新国立劇場「ウェルテル」

 よくよく考えてみると不倫ものの話なのに、どうして10代の頃に「若きウェルテルの悩み」読んでひどく感動したのだろう。「若きウェルテル」というぐらいだから、若者のうちに読むべき書物ではあると思うが。その時の感動がストレートでショッキングなものだったので、トルストイやスタンダールの長編のように、しばらくたってからもう一度読み返すというような気になれず、それっきり私はウェルテルに接することはなかった。ひどく感動した事実だけ覚えて、詳細はかなりぼやけてきていた。というより、どうして感動したのかムリして覚えておこうとはしなかった。

 本来ならこのまま人生終わっていたのだろうけど、マスネがオペラ化していたものだから、オペラ好きとしては、いつかどこかでもう一度ウェルテルと接することは不可避なことであった。
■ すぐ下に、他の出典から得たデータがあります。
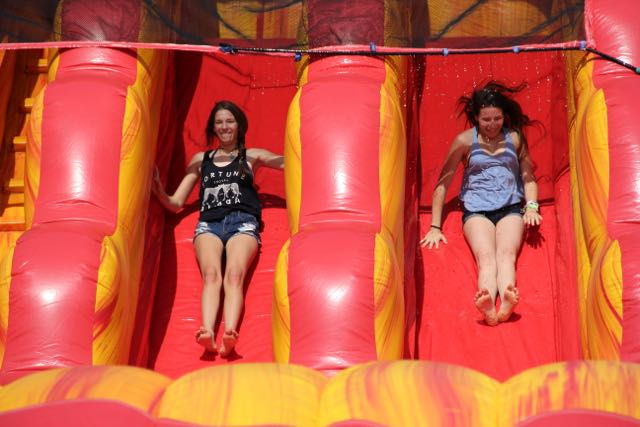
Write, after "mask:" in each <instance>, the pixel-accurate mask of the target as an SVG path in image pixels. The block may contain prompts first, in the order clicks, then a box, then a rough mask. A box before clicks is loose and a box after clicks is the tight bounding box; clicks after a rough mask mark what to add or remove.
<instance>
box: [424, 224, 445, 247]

私としてはマスネに「ウェルテル」があるのは知っていたが、音楽は知らない。ストーリーも、大まかなながれは原作と違わないだろうけど、細部やニュアンスがどうなのかも知らない。そういう、「久しぶりに接するウェルテル」と「初めて観るオペラ作品」という複雑な心持ちの状況で劇場に入った。

 マスネの「ウェルテル」も、確かに若い感情をもったウェルテルであった。こういう若い恋愛と死は、どうしても涙を流して泣いてしまう。ボエームと同じ感動の涙だ。仮面舞踏会での涙とは違う。まわりの客席でもすすり泣きが聞こえる。ワーグナーでもヴェルディでも泣く人は多いが、すすり泣きではない。こういうすすり泣きのオペラは、基本的に直情的なので、年齢には関係なく泣ける。むしろ、やはり若い時の方が泣きやすいかもしれない。(泣いたから若いというわけではない。)でも今回、オペラの「ウェルテル」で私の流した涙は、10代の時に本を読んで流した涙と全く同じ涙であったのだろうか。原作とオペラの違いがあるからか、私の加年によるものなのか、ちょっとだけ違うように思えた。

 公演はすばらしかった。キャストも舞台も満点だったが、東京交響楽団の演奏も良かった。フランスオペラの美しさが十分に響いていた。(指揮、アラン・ギンガル)それから、児童合唱が僅か7人で、全く聴き劣りしないのも驚いた。演技も自然で、日本の児童合唱も結構オペラに通用するものだ。

 それからもうひとつ、どうでもいい感想。マスネは「若きウェルテルの悩み」「マノン・レスコー」「シンデレラ」「ドン・キホーテ」と、名作を題材に選ぶなんて、手堅いなと思った。